This morning I helped a CPA tell his clients about the State of California’s effort to collect use tax payments. The concept is straight-forward, but the language used by the government is either straight out of Marketing 101 or George Orwell’s 1984.
Here’s the problem for cash-strapped California. When you buy goods “tax free” from out-of-state stores like the Internet’s Amazon.com, you are required to pay the sales tax (called a “use tax”) to California. The State thinks that most people and companies ignore this rule and fail to pay what they should.
According to legislation effective 2010, businesses are supposed to file a report annually online declaring what they owe and pay it. Individuals are supposed to declare and pay their use tax amount when they file their state income tax form.

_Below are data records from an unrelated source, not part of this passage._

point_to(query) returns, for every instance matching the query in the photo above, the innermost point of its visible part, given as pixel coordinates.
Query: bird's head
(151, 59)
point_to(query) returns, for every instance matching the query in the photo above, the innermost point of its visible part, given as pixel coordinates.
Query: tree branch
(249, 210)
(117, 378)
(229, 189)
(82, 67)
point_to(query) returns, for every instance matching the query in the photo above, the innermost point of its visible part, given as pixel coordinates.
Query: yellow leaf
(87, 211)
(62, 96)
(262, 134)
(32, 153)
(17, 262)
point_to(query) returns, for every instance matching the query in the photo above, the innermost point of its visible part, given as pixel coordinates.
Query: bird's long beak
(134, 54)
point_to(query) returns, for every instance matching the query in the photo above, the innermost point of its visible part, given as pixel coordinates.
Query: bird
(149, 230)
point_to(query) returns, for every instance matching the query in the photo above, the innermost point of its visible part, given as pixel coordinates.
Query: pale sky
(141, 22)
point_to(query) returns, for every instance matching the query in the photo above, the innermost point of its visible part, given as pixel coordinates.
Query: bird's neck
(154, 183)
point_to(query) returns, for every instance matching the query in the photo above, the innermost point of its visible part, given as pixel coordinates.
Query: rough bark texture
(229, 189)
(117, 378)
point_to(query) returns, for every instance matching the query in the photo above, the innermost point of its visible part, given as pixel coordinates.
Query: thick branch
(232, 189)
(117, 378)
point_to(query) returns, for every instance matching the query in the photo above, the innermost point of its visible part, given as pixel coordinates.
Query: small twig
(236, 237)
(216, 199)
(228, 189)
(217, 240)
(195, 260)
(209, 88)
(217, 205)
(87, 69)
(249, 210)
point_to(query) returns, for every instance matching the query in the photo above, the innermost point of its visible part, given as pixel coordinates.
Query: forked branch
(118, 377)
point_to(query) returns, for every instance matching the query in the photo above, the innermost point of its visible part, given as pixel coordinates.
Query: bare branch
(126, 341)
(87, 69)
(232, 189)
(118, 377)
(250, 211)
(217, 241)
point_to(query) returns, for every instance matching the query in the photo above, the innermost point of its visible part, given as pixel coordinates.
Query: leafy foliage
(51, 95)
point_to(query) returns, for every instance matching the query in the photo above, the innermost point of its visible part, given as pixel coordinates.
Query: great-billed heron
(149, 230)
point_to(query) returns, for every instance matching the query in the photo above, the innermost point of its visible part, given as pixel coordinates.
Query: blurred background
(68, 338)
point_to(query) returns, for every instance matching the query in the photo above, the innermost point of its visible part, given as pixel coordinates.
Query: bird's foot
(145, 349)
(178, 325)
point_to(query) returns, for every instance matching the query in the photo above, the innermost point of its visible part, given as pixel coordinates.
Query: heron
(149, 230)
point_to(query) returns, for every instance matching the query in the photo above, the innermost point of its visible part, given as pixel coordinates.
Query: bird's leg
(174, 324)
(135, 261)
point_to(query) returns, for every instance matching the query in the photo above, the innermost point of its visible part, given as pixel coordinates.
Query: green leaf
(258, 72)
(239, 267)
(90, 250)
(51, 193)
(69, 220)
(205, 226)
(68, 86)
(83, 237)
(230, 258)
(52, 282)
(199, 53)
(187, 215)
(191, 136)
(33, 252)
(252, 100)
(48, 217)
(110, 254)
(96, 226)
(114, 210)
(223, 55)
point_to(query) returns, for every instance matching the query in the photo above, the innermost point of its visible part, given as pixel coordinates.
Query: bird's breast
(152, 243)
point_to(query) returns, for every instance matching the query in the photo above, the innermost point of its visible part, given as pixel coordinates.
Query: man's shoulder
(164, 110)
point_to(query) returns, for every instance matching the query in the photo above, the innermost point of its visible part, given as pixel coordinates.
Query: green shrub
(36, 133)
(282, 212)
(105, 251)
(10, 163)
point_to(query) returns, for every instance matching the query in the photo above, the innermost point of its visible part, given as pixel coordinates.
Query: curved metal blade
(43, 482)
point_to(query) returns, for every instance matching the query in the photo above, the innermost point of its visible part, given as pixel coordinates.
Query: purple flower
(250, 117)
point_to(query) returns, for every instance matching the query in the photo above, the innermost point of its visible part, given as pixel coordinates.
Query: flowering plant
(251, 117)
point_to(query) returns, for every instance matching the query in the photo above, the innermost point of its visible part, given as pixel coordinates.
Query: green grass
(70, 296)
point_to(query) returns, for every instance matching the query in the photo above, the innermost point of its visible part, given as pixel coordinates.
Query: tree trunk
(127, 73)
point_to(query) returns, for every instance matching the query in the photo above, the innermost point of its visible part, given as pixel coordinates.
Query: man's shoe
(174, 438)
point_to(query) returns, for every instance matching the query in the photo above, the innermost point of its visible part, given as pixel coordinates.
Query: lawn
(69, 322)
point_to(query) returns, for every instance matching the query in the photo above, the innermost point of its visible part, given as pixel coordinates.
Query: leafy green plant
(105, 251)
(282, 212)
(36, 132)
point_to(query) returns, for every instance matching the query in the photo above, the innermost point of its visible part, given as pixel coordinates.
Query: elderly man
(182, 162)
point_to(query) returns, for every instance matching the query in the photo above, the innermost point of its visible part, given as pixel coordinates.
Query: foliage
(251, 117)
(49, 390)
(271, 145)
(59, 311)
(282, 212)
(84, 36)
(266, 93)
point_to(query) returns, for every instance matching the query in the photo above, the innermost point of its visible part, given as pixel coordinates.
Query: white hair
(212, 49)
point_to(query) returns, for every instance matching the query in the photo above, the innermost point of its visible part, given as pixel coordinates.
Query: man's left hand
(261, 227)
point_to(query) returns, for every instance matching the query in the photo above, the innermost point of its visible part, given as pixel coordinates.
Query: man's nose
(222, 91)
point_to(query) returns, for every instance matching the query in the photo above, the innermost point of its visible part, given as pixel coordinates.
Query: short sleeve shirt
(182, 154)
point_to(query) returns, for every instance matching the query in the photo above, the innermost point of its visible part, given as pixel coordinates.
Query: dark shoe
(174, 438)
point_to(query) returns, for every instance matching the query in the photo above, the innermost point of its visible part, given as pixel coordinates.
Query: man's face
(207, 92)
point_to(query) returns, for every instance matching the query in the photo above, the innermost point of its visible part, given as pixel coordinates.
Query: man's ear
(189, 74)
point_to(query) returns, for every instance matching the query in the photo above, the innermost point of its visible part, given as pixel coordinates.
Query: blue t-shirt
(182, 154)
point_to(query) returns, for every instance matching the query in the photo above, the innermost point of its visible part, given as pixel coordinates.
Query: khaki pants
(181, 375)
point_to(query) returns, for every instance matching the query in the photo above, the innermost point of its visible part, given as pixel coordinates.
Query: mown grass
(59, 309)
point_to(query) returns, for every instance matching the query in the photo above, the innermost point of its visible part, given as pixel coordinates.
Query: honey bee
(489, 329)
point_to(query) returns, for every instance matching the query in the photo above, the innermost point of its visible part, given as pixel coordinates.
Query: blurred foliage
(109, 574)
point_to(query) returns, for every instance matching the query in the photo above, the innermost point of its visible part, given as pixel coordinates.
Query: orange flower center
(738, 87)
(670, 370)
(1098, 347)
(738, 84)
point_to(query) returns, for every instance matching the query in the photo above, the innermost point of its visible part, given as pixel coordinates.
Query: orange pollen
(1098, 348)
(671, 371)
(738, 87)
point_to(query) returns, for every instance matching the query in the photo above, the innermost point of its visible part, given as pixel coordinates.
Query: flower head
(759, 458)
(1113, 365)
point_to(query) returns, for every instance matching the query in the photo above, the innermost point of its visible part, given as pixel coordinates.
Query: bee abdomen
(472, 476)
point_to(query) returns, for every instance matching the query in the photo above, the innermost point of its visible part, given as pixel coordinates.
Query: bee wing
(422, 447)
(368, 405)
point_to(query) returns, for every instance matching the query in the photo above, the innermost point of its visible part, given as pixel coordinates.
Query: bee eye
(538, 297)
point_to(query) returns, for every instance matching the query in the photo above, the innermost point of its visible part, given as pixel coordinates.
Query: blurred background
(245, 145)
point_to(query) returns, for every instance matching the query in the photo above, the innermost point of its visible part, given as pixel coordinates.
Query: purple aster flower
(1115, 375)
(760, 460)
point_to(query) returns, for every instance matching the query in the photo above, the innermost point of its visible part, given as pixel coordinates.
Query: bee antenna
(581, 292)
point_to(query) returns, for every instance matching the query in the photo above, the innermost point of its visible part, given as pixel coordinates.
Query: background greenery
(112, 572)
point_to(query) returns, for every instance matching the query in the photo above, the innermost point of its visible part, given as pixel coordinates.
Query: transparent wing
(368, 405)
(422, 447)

Since the state is desperate for money, the Franchise Tax Board is sounding pretty shrill over the filing requirements. All of this is understandable and meets my expectation of what government are supposed to do.
But , two parts of the program twist the English language too much:
- The state requires businesses that gross over $100,000 annually to file a report online unless they already have a sale tax certificate. The business who the state is now forcing to file extra reports are called by the state, “Qualified Purchasers”.Really? “Qualified Purchaser” means I have to file more tax forms?
How do I get disqualified?
- The legislation that established this extra reporting burden on small/medium-size businesses was called, wait for it…, “The Internet Tax Freedom Act”.(See the letter to tax professionals from the state.)
If words are to have meaning, the legislator and the Franchise Tax Board need to be sent back to remedial summer school. Oops! I forgot. There’s no money anymore to teach language skills.